= Adverse inference =

Principle of common law

Adverse inference is a legal inference, adverse to the concerned party, drawn from silence or absence of requested evidence. It is part of evidence codes based on common law in various countries.

== In the United States ==
Adverse inference applies in United States civil trials, but not criminal trials; criminal defendants are protected by the Fifth Amendment, which guarantees a right against self-incrimination (including self-incrimination by way of silence).

In civil trials, adverse inference may be imposed as a sanction by the court in reaction to spoliation, such as willful destruction of relevant emails. In this case, the court may direct a jury to assume that the evidence that was destroyed was negative for the destroying party, i.e., that it was destroyed to hide something. This applies not only to evidence destroyed but also to evidence existing but not produced by the party as well as to evidence under a party's control but not produced. See Notice to produce. The adverse inference is based upon the presumption that the party who controls the evidence would have produced it if it had been supportive to their case.

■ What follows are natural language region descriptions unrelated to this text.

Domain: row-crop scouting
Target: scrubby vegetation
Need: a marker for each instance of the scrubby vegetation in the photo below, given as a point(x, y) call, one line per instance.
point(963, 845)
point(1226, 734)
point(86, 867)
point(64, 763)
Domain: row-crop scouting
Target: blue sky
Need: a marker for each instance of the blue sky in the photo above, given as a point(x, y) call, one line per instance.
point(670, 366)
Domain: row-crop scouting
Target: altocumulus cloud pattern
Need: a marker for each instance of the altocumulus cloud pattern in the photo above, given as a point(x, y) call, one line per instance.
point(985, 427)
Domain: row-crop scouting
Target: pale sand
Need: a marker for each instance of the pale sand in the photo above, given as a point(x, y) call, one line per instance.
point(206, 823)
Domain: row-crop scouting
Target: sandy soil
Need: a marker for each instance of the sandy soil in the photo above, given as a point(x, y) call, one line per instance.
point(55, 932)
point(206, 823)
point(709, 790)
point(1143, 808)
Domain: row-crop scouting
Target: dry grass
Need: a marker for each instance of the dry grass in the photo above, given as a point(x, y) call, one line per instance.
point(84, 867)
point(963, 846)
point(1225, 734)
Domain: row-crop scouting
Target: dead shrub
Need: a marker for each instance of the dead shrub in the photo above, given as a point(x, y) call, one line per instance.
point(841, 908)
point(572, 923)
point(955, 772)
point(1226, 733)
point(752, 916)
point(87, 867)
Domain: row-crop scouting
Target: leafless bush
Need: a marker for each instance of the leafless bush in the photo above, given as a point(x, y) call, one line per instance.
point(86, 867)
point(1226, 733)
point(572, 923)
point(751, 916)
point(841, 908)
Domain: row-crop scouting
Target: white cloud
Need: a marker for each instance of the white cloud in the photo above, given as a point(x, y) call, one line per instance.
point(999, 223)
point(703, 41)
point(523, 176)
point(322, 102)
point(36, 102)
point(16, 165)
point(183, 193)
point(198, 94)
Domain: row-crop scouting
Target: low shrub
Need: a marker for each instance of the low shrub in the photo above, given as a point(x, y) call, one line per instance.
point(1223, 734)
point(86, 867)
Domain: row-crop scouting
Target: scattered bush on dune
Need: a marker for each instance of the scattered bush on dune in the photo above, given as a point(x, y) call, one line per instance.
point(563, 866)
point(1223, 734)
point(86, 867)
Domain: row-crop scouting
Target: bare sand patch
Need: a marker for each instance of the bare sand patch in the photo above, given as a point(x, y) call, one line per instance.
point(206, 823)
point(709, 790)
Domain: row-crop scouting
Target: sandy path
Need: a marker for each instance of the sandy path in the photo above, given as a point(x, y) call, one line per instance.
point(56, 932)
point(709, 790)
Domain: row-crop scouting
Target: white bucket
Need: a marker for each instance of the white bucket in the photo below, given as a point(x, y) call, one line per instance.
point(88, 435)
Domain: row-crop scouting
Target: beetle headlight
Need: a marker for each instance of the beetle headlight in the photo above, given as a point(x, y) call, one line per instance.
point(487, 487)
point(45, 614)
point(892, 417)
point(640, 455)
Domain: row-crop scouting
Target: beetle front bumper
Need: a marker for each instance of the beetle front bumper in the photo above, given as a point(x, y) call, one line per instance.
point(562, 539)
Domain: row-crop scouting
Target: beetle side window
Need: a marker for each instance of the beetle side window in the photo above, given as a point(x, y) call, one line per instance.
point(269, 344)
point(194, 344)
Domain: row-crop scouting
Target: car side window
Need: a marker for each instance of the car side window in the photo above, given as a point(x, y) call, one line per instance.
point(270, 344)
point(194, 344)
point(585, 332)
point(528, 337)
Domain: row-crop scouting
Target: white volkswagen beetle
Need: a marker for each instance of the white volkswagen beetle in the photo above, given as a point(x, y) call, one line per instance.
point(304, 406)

Adverse inference can also apply to a witness who is known to exist whom a party refuses to identify or produce. In such a case it is also known as the Missing-Witness Rule, or the Empty-Chair Doctrine.

== In English law ==

After a change in the law in 1994, the right to silence under English law was amended because the court and jury were allowed to draw adverse inference from such a silence. Under English law, the police, cautioning someone, say, "You do not have to say anything. But it may harm your defence if you do not mention, when questioned, something which you later rely on in court". Under English law, the court and the jury may draw an adverse inference from fact that someone did not mention a defence when given the chance to do so if charged with an offence.